Wij waren een arbeidersgezin en woonden in Farmsum tussen de arbeiders en enkele ondernemers: Hunfeld scheepsmotoren, R.J. de Vries scheepsbenodigdheden en Wessels grofsmederij. De arbeiders spraken met elkaar maar niet met de ondernemers, alleen zakelijk. Zij waren anders.
Wij stonden net als bijna iedereen in die tijd ingeschreven bij een kerk. De Nederlands Hervormde kerk. Toen iemand van de kerk ons begin jaren zestig bezocht en vroeg om een bijdrage – ik meende tien gulden per jaar – hebben mijn ouders het gezin uitgeschreven en werden wij niet kerkelijk. Zij die wel naar de kerk gingen noemden wij spottend “Coxianen”.

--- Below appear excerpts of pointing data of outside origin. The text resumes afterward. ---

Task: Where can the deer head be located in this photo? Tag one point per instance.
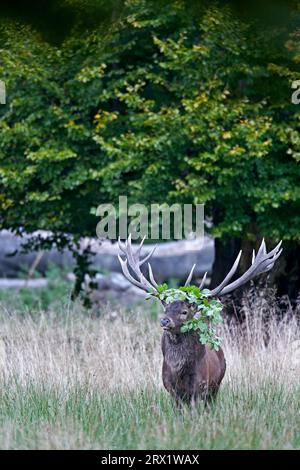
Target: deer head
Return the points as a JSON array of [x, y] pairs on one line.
[[180, 311]]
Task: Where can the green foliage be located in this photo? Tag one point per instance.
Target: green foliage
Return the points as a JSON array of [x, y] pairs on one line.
[[179, 103], [208, 311]]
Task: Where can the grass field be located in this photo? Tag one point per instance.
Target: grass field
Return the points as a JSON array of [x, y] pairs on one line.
[[68, 380]]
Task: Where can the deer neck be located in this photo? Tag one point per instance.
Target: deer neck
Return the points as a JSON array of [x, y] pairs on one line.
[[182, 350]]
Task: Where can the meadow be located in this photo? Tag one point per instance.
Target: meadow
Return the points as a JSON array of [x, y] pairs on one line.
[[72, 380]]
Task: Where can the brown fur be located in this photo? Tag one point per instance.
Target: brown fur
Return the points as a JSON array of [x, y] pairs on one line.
[[191, 371]]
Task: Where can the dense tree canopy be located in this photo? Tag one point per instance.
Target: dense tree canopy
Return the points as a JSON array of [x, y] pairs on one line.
[[186, 102]]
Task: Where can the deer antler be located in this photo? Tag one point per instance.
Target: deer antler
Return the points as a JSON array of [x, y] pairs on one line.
[[134, 262], [261, 263]]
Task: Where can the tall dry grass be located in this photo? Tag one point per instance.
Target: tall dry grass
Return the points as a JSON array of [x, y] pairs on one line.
[[69, 380]]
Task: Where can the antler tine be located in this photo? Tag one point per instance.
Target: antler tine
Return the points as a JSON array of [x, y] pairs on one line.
[[203, 281], [140, 246], [151, 276], [128, 275], [189, 278], [261, 263], [148, 256], [134, 263], [122, 248]]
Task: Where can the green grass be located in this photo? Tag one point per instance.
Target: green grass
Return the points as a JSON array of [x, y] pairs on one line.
[[33, 417], [69, 380]]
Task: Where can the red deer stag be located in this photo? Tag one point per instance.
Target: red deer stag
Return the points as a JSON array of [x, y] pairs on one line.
[[191, 370]]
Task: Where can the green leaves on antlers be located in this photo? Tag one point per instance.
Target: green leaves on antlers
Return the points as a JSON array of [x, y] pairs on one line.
[[208, 311]]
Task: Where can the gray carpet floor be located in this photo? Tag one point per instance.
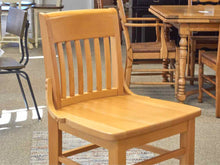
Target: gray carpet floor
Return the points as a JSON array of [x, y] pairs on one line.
[[18, 124]]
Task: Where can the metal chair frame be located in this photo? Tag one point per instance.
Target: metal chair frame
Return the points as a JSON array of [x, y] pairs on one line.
[[20, 73]]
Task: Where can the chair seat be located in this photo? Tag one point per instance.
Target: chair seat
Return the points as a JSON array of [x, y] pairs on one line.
[[151, 47], [125, 116], [211, 56], [46, 6], [6, 8], [8, 63]]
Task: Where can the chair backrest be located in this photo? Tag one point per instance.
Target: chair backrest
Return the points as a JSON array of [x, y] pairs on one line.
[[123, 22], [73, 35], [203, 2], [18, 24], [13, 3]]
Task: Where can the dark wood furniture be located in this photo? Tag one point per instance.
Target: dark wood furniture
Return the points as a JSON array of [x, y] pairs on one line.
[[108, 114], [17, 24]]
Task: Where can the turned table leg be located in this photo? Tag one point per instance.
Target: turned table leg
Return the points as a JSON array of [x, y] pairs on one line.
[[182, 63]]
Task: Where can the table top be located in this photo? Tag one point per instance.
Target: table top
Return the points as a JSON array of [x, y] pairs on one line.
[[187, 13]]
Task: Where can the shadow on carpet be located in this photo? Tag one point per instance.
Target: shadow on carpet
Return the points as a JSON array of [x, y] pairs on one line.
[[99, 156]]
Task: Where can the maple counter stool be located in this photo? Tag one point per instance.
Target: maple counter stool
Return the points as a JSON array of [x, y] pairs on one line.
[[101, 109]]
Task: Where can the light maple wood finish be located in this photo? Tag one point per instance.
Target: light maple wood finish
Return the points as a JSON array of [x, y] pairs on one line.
[[187, 19], [42, 8], [210, 59], [106, 113], [137, 53], [199, 42]]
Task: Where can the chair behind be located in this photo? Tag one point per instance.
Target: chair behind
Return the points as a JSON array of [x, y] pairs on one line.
[[210, 59], [201, 40], [101, 29], [44, 8], [159, 52], [17, 24]]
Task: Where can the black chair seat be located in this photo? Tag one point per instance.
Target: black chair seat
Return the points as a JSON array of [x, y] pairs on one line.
[[8, 63]]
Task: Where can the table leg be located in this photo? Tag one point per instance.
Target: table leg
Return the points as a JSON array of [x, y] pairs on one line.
[[181, 96]]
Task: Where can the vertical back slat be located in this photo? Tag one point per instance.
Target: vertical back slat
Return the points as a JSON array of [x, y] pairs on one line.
[[70, 68], [107, 62], [62, 69], [88, 65], [98, 65], [80, 66]]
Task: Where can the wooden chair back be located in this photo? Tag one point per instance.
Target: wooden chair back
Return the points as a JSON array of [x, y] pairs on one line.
[[61, 33], [16, 21], [123, 22], [203, 2]]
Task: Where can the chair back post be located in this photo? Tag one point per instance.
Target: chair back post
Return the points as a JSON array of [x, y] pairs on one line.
[[26, 53], [17, 24], [218, 53], [57, 40], [123, 22]]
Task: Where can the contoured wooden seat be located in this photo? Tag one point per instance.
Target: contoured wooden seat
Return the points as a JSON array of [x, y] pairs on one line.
[[88, 97], [160, 51]]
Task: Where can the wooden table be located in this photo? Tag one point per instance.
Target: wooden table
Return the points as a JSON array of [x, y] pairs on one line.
[[187, 19]]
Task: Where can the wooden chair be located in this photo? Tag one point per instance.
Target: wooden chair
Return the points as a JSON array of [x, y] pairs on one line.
[[139, 53], [17, 25], [44, 8], [197, 42], [98, 106], [210, 59]]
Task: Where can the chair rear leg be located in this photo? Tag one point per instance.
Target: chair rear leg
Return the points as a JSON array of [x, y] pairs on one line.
[[201, 70], [128, 67], [22, 90], [32, 93], [165, 66], [54, 140]]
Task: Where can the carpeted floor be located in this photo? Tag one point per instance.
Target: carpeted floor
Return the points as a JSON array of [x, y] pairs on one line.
[[18, 127]]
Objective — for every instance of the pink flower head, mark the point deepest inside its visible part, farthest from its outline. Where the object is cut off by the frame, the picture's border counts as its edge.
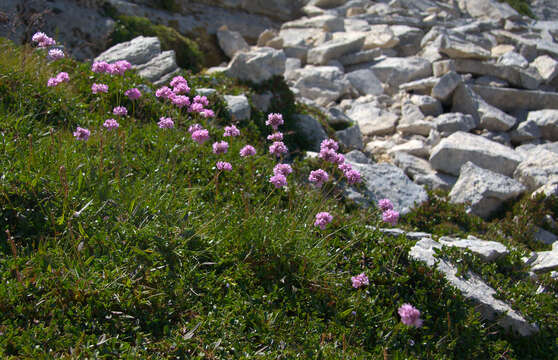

Wij waren kerkloze arbeiders en zij de bazen die wekelijks de kerk bezochten, zo leerde ik van mijn ouders. Het moet een schok zijn geweest toen hun enige zoon verkering kreeg met een meisje van een gereformeerde baas. “Hoe heet ze?, IL.?, dat wordt niks!”, zo sprak mijn vader met zijn arbeidershart. De verkering hield stand en ik kwam regelmatig bij hun over de vloer. De gereformeerde baas en zijn gezin vielen best mee en ik moest al snel mijn vooroordelen bijstellen. Eenmaal binnen bij het “zij” kamp leerde ik dat zij óók vrijwel alleen omgang hadden met gelijkgestemden, net als de arbeiders. Ik hoorde bijvoorbeeld wel eens de afkorting “OSM”, Ons Soort Mensen.